Langkah Praktis: Bagaimana Perusahaan Menghitung & Memotong PPh Pasal 23 untuk Jasa Outsourcing
Bagian keuangan atau perpajakan dapat menerapkan langkah-langkah sistematis berikut.
- Identifikasi Jenis Pembayaran
Wajib pajak memastikan bahwa pembayaran yang dilakukan termasuk objek PPh Pasal 23, misalnya untuk jasa manajemen, konsultan, atau tenaga kerja outsourcing yang fakturnya masuk kategori objek PPh 23. Jika ragu, cek kriteria pada peraturan terkait. - Periksa Status Wajib Pajak Penerima
Pemotongan PPh Pasal 23 berlaku terhadap Wajib Pajak dalam negeri/bentuk usaha tetap. Catat NPWP penerima karena tarif sering berbeda jika penerima tidak memiliki NPWP. - Tentukan Dasar Pengenaan Pajak (DPP)

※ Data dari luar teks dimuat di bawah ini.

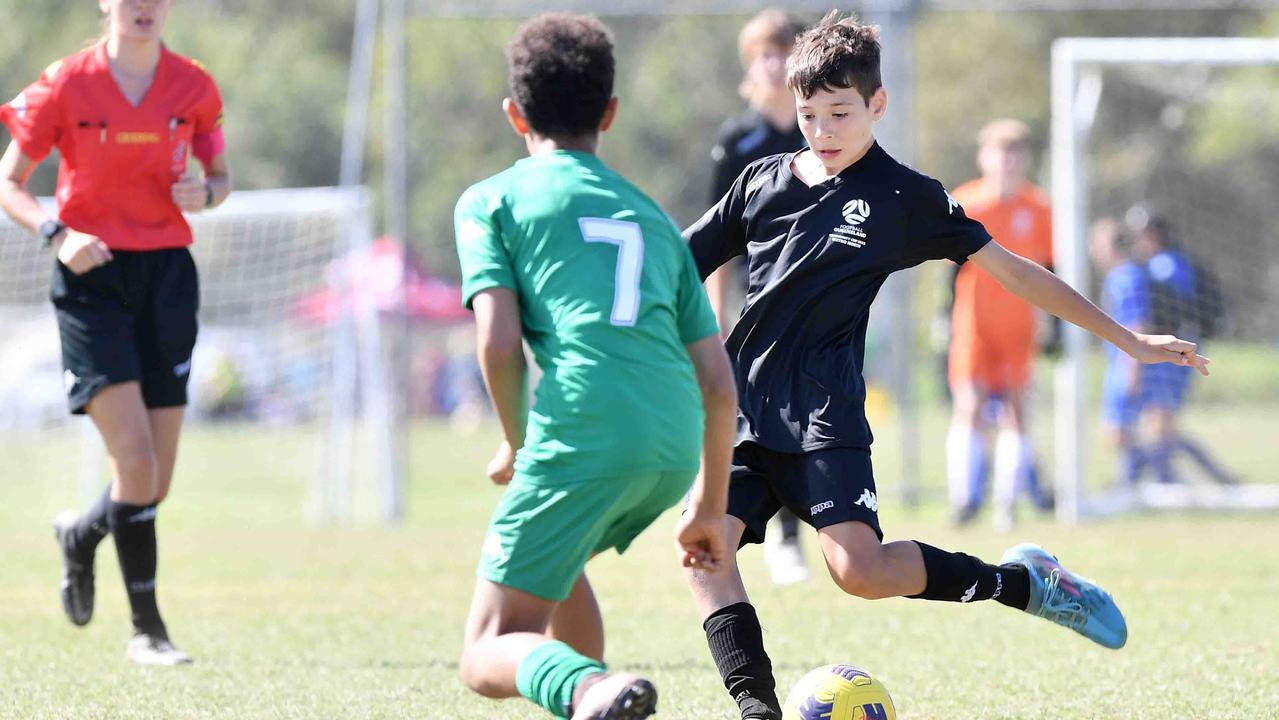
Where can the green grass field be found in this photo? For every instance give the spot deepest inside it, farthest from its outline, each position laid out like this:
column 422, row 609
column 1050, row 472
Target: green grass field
column 290, row 620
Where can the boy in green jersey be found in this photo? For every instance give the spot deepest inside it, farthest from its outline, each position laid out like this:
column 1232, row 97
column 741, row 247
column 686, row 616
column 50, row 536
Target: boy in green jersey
column 562, row 251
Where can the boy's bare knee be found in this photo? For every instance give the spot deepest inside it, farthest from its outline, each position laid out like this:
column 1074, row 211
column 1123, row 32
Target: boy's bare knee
column 860, row 577
column 473, row 675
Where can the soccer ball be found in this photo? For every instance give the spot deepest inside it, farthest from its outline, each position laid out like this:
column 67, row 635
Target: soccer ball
column 839, row 692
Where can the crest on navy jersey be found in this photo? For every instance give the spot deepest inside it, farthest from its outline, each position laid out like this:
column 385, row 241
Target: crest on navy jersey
column 856, row 211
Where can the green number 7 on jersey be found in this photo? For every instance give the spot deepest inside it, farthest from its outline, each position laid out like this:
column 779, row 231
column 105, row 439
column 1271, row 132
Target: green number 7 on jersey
column 629, row 241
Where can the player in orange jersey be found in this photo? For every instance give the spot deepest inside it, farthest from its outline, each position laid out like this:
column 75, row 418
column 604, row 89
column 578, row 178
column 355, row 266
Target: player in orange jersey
column 993, row 340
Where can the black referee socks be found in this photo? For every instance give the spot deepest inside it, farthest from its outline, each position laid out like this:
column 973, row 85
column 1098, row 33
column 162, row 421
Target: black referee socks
column 134, row 531
column 737, row 646
column 954, row 577
column 92, row 526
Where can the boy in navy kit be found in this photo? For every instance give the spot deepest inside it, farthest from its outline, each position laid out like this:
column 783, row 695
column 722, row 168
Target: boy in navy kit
column 821, row 229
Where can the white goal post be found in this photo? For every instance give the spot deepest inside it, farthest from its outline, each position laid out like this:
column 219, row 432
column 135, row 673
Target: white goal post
column 1076, row 92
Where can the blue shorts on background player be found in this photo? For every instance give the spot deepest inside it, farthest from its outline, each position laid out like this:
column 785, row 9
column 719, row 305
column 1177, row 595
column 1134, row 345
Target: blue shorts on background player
column 1174, row 308
column 1126, row 296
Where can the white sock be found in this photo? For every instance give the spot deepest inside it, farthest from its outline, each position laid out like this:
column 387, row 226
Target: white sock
column 1013, row 458
column 965, row 458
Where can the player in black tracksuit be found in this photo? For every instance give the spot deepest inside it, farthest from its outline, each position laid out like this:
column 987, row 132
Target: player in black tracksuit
column 768, row 127
column 821, row 230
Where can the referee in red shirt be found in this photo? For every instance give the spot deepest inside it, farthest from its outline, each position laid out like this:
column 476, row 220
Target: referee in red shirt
column 124, row 115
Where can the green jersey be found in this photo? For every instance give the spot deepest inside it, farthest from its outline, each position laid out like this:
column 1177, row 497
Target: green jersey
column 609, row 296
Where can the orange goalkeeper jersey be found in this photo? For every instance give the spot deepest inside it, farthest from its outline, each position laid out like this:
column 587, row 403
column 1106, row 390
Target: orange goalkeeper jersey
column 984, row 310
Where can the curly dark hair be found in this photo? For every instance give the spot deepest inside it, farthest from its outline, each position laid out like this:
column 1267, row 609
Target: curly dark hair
column 838, row 53
column 560, row 69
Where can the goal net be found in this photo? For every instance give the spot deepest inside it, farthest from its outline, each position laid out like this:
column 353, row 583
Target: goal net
column 1165, row 160
column 287, row 340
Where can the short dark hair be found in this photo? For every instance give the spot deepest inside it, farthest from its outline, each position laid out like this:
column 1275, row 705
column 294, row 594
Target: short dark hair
column 838, row 53
column 560, row 72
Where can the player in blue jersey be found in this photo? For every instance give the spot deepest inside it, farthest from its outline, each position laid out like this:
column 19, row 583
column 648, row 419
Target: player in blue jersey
column 821, row 230
column 1126, row 296
column 1174, row 289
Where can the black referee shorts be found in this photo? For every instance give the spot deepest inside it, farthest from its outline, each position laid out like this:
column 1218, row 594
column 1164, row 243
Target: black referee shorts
column 821, row 487
column 132, row 319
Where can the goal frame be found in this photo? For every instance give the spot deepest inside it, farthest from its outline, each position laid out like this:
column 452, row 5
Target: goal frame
column 1076, row 92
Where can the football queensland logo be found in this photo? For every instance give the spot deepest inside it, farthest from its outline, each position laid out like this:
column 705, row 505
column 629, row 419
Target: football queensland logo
column 856, row 211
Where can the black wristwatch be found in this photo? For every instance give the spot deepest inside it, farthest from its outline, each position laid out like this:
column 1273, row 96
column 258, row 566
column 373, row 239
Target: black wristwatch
column 49, row 229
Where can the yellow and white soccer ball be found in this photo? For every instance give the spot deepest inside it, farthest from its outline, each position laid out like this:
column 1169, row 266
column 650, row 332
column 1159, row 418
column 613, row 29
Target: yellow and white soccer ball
column 839, row 692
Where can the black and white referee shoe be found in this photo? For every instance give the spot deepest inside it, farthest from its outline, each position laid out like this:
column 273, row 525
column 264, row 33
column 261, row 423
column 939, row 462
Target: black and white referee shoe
column 617, row 696
column 155, row 650
column 77, row 586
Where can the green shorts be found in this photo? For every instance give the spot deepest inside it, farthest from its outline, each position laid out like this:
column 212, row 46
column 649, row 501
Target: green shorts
column 541, row 535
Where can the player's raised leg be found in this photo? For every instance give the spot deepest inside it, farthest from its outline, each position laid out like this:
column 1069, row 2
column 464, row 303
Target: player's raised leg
column 577, row 620
column 1027, row 579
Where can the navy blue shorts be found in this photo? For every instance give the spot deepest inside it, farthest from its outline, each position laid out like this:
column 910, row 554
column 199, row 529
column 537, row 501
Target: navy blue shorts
column 131, row 319
column 821, row 487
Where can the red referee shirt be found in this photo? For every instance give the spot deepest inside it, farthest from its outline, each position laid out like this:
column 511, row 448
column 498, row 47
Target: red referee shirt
column 118, row 161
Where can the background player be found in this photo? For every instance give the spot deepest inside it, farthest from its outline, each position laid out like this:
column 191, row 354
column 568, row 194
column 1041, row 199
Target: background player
column 826, row 226
column 563, row 251
column 1126, row 297
column 1174, row 289
column 768, row 127
column 124, row 115
column 993, row 334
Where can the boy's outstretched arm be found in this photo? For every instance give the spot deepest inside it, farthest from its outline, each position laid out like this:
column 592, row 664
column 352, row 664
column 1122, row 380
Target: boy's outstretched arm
column 1050, row 293
column 700, row 531
column 500, row 349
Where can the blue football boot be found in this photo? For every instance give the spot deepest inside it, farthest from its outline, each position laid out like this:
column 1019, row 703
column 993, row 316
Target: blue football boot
column 1069, row 600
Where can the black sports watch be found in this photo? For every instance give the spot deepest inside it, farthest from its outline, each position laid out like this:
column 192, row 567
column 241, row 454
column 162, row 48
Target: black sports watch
column 49, row 229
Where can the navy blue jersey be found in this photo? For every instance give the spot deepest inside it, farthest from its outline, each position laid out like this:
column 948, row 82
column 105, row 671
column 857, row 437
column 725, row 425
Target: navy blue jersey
column 742, row 141
column 815, row 257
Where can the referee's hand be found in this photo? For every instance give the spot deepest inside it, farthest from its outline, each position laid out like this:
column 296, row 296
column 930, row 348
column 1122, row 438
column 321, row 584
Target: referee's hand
column 81, row 252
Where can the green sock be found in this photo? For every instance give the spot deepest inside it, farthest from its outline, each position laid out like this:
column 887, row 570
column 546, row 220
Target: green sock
column 550, row 673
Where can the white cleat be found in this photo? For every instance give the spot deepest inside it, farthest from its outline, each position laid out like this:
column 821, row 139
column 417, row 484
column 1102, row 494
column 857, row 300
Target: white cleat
column 155, row 650
column 785, row 563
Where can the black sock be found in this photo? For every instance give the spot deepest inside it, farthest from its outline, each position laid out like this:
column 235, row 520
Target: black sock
column 92, row 526
column 737, row 645
column 134, row 531
column 954, row 577
column 789, row 524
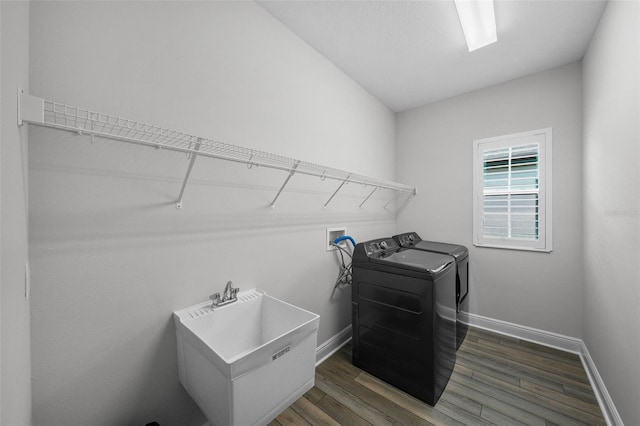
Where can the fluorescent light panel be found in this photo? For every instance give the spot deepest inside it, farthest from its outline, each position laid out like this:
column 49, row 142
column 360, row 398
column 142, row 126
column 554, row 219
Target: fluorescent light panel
column 478, row 22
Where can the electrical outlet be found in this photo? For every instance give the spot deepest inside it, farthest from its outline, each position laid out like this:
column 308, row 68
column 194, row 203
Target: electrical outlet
column 333, row 233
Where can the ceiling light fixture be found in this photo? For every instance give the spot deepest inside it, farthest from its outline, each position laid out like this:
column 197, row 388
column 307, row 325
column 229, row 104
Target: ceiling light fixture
column 478, row 22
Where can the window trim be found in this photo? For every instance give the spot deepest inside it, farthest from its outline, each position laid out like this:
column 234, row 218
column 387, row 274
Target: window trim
column 544, row 242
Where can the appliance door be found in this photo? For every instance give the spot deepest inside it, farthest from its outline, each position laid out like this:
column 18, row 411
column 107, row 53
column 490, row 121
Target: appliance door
column 416, row 260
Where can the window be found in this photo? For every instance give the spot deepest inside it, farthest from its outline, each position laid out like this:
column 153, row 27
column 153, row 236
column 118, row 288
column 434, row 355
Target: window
column 512, row 191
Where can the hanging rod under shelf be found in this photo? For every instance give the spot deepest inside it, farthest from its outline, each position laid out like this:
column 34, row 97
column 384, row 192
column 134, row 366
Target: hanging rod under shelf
column 41, row 112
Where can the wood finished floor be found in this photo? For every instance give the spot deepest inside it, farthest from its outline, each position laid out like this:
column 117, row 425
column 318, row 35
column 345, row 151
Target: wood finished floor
column 497, row 381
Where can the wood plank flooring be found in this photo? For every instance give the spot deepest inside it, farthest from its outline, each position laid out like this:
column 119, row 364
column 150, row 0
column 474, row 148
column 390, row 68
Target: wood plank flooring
column 497, row 381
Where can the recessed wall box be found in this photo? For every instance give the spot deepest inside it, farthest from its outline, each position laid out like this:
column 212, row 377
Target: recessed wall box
column 332, row 234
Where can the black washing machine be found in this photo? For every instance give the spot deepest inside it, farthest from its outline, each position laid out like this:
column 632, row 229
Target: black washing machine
column 404, row 316
column 461, row 254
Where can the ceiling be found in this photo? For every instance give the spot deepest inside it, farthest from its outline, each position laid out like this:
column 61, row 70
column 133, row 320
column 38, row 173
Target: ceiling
column 410, row 53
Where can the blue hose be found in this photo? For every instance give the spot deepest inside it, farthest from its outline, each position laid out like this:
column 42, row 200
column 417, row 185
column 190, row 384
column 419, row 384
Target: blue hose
column 345, row 237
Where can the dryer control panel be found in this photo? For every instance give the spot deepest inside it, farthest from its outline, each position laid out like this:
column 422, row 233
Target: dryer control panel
column 409, row 239
column 380, row 247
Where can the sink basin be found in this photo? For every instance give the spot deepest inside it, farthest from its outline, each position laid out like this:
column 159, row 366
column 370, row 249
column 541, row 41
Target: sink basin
column 245, row 362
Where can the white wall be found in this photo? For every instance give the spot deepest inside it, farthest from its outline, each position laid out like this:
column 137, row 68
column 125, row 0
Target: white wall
column 540, row 290
column 111, row 256
column 15, row 365
column 612, row 204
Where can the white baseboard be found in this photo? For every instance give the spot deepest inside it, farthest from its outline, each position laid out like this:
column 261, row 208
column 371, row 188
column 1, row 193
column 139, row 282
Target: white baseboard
column 558, row 341
column 604, row 399
column 333, row 345
column 546, row 338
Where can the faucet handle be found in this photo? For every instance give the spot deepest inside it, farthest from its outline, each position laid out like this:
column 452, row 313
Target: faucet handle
column 215, row 299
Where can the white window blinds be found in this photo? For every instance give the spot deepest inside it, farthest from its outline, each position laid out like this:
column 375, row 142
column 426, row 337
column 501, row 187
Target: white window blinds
column 511, row 188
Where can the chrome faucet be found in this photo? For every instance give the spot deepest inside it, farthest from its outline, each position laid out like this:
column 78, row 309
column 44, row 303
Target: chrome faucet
column 229, row 295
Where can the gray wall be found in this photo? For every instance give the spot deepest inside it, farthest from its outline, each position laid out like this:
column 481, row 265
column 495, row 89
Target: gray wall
column 111, row 256
column 15, row 407
column 540, row 290
column 612, row 204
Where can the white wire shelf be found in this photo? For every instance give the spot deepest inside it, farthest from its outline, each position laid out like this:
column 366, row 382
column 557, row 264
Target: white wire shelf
column 41, row 112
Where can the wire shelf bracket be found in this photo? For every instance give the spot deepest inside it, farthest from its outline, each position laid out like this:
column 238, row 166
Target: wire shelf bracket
column 41, row 112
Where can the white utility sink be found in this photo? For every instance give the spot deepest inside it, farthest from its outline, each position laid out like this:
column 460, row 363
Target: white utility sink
column 245, row 362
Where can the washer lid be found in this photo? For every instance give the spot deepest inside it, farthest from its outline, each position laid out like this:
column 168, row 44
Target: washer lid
column 454, row 250
column 418, row 260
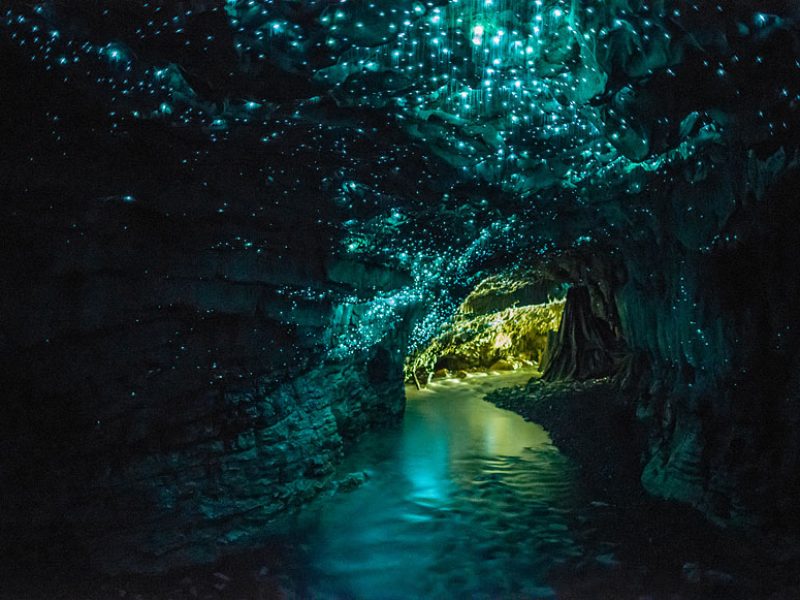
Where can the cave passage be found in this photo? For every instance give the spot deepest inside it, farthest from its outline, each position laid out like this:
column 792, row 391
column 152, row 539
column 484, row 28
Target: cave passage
column 238, row 235
column 504, row 324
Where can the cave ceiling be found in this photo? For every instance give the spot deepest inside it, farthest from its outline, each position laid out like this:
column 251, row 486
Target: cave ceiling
column 441, row 138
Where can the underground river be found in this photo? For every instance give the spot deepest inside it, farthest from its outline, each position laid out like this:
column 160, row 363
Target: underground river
column 466, row 500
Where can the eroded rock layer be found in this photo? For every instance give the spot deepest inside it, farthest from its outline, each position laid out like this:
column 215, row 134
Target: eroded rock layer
column 227, row 223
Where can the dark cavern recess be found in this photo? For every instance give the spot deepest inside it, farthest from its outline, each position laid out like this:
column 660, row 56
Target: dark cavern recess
column 235, row 233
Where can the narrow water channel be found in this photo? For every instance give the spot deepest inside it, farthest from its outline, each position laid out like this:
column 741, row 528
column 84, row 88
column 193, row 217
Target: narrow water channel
column 462, row 500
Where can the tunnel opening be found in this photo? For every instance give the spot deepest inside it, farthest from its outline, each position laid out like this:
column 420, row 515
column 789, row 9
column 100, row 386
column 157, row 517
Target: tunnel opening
column 505, row 324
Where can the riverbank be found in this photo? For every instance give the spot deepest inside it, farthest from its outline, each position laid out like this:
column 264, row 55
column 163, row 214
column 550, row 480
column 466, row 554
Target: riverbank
column 653, row 549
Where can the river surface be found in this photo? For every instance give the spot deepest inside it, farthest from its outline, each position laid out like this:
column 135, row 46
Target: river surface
column 462, row 500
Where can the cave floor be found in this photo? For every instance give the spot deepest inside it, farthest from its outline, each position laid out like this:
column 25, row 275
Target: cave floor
column 464, row 499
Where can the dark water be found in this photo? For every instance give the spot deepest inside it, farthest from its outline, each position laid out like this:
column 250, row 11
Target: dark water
column 463, row 500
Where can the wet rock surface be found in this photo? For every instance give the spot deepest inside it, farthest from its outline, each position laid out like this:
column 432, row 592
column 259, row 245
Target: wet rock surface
column 225, row 225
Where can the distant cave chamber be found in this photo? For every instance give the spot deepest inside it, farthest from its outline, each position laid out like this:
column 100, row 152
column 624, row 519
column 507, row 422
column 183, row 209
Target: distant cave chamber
column 234, row 230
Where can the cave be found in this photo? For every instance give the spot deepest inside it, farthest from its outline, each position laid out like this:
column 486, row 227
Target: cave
column 400, row 299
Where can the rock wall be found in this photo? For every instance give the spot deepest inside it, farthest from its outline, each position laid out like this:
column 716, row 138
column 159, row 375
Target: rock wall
column 167, row 338
column 162, row 403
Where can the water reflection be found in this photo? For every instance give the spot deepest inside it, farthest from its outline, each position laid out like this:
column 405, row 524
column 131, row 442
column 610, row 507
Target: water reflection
column 464, row 499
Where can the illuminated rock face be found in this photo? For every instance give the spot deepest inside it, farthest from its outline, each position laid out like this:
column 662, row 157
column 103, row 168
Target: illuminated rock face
column 227, row 224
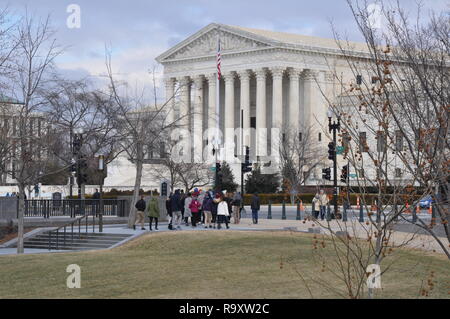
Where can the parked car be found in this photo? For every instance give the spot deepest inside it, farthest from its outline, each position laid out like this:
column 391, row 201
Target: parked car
column 426, row 201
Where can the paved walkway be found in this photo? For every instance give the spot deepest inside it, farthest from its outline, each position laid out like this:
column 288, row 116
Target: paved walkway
column 410, row 240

Umumnya wajib pajak menetapkan DPP sebagai jumlah bruto pembayaran atas jasa yang tercantum dalam faktur atau kontrak. - Terapkan Tarif yang Berlaku
(Catatan penting: tarif PPh Pasal 23 dapat berubah sesuai peraturan konfirmasikan tarif saat ini di DJP atau peraturan terbaru sebelum memotong.) Setelah mengetahui tarif, wajib pajak menghitung jumlah potongan dengan rumus: DPP × tarif. - Buat Bukti Potong (e-Bupot)
Setelah memotong, wajib pajak menerbitkan bukti potong PPh 23 (misalnya e-Bupot), menyerahkannya kepada penerima jasa, lalu melaporkannya ke DJP. - Setor & Laporkan
Wajib pajak menyetor PPh yang telah dipotong ke kas negara sesuai jadwal, lalu melaporkan pembukuan serta SPT Masa PPh Pasal 23 tepat waktu.
Tip operasional: Simpan semua kontrak, faktur dan bukti potong elektronik untuk audit dan rekonsiliasi.
Contoh Perhitungan (Hipotesis untuk Ilustrasi)
Catatan: Contoh berikut bersifat ilustratif. Pastikan tarif yang Anda gunakan sesuai aturan terbaru.
Sebagai ilustrasi, sebuah perusahaan membayar jasa outsourcing sebesar Rp 50.000.000 bruto untuk satu periode, lalu perusahaan tersebut menghitung PPh Pasal 23 dengan tarif 2% sesuai ketentuan yang berlaku.
- Dasar pengenaan (DPP): Rp 50.000.000
- Tarif (asumsi ilustratif): 2%
- Pajak yang dipotong: Rp 50.000.000 × 2% = Rp 1.000.000
- Jumlah yang dibayarkan ke penyedia jasa setelah potong pajak: Rp 50.000.000 − Rp 1.000.000 = Rp 49.000.000
Setelah pemotongan, terbitkan bukti potong dan setor pajak sesuai ketentuan. Ingat: cek tarif resmi sebelum melakukan pemotongan.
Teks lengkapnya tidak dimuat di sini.